Matej Pavsic,  The Landscape Of Theoretical Physics: A Global View
 
Preface
Today many important directions of research are being pursued more or less independently of each other. These are, for instance, strings and membranes, induced gravity, embedding of spacetime into a higher-dimensional space, the brane world scenario, the quantum theory in  curved spaces, Fock--Schwinger proper time formalism, parametrized relativistic quantum theory, quantum gravity, wormholes and the problem of ``time machines", spin and supersymmetry, geometric calculus based on Clifford algebra, various interpretations of quantum mechanics including the Everett interpretation, and the recent important approach known as ``decoherence".

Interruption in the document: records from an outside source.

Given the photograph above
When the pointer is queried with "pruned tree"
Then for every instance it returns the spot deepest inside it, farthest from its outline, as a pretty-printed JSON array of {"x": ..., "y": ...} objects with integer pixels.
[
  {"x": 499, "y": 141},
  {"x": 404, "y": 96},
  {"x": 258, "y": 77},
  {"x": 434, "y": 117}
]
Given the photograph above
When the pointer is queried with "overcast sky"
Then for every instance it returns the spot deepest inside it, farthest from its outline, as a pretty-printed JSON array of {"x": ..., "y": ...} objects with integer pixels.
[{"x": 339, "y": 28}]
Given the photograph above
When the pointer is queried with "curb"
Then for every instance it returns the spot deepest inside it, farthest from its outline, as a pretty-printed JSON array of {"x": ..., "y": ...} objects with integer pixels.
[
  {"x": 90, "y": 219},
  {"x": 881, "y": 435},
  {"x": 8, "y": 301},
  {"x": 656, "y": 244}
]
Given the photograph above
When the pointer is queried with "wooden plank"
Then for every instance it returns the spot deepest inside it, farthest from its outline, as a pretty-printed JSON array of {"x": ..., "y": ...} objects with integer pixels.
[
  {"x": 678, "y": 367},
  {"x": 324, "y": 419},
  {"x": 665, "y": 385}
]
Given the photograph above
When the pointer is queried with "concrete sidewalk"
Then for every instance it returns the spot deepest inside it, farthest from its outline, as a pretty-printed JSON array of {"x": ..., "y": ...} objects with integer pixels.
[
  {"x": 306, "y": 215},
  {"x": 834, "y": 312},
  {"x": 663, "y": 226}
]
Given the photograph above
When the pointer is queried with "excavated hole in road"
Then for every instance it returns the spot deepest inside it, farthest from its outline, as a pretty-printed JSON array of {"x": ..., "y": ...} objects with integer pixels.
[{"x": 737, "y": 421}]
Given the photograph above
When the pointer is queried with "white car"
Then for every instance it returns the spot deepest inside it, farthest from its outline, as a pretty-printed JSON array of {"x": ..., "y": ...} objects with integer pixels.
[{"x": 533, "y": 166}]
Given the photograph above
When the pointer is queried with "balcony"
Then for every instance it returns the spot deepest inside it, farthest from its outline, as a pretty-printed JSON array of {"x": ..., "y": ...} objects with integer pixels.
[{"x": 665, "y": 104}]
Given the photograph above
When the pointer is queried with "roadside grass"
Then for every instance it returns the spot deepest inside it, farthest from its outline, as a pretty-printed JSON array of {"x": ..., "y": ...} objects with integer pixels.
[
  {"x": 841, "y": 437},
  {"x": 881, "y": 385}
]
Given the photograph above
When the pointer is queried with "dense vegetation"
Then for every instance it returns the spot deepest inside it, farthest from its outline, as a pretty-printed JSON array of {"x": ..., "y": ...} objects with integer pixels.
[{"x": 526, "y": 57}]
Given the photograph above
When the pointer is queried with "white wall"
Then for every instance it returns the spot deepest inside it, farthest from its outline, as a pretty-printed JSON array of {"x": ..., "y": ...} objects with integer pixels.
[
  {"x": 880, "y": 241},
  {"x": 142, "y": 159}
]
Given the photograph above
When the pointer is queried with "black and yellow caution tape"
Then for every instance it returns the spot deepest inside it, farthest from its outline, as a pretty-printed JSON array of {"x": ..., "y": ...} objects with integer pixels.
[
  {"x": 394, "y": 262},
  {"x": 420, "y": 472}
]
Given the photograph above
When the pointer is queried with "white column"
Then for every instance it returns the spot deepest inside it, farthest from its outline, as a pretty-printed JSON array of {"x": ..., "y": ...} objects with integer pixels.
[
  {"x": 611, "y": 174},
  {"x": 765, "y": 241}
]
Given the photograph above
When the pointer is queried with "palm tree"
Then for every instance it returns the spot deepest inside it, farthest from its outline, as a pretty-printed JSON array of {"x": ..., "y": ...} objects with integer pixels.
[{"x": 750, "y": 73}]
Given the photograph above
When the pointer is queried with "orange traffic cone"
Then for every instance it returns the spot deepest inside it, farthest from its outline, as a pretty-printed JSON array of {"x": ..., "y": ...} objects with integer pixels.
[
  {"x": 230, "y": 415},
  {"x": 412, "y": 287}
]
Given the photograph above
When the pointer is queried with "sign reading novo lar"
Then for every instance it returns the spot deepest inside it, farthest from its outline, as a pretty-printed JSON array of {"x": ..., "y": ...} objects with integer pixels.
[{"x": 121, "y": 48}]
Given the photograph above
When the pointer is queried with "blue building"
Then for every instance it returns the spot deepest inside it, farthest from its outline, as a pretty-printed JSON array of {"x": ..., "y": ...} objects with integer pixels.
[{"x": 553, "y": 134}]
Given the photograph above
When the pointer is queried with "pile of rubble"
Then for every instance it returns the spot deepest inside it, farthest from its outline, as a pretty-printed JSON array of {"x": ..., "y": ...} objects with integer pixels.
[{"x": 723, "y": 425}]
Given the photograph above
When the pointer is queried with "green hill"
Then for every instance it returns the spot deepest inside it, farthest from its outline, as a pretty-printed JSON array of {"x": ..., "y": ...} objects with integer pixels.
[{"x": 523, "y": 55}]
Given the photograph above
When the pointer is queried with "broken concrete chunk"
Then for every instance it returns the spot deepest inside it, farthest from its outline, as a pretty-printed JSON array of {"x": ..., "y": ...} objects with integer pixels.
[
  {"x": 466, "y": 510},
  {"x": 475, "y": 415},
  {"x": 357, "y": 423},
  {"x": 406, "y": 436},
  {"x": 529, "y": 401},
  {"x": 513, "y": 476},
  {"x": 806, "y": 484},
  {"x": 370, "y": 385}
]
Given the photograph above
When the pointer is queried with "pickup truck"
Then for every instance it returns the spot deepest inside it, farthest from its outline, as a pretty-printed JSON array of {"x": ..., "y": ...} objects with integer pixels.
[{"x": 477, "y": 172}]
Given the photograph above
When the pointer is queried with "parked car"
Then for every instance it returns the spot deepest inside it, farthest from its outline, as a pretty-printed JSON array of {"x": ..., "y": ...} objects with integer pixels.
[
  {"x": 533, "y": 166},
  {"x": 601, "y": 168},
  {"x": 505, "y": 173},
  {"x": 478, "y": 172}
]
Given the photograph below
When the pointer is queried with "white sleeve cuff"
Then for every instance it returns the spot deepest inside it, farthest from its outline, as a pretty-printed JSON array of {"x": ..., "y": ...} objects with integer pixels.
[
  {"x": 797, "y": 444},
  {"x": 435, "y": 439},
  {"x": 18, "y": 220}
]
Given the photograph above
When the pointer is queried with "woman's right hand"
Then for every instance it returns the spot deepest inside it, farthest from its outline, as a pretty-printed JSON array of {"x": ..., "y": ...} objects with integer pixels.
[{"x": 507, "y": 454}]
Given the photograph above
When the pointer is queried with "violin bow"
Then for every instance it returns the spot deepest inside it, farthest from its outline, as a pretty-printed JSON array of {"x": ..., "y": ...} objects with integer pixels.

A big problem, as I see it, is that various people thoroughly investigate their narrow field without being aware of certain very close relations to other fields of research. What we need now is not only to see the trees but also the forest. In the present book I intend to do just that: to carry out a first approximation to a synthesis of the related fundamental theories of physics. I sincerely hope that such a book will be useful to physicists.

From a certain viewpoint the book could be considered as a course in theoretical physics in which the foundations of all those relevant fundamental theories and concepts are attempted to be thoroughly reviewed. Unsolved problems and paradoxes are pointed out. I show that most of those approaches have a common basis in the theory of unconstrained membranes. The very interesting and important concept of membrane space, ${\cal M}$, the tensor calculus in ${\cal M}$ and functional transformations in ${\cal M}$ are discussed. Next I present a theory in which spacetime is considered as a 4-dimensional unconstrained membrane and discuss how the usual classical gravity, together with sources, emerges as an effective theory. Finally, I point out that the Everett interpretation of quantum mechanics is the natural one in that theory. Various interpretational issues will be discussed and the relation to the modern ``decoherence" will be pointed out.

If we look at the detailed structure of a landscape we are unable to see the connections at a larger scale. We see mountains, but we do not see the mountain range. A view from afar is as important as a view from nearby. Every position illuminates reality from its own perspective. It is analogously so, in my opinion, in theoretical physics also. Detailed investigations of a certain fundamental theory are made at the expense of seeing at the same time the connections with other theories. What we need today is some kind of atlas of the many theoretical approaches currently under investigation. During many years of effort I can claim that I do see a picture which has escaped from attention of other researchers. They  certainly might profit if they could become aware of such a more global, though not as detailed, view of fundamental theoretical physics.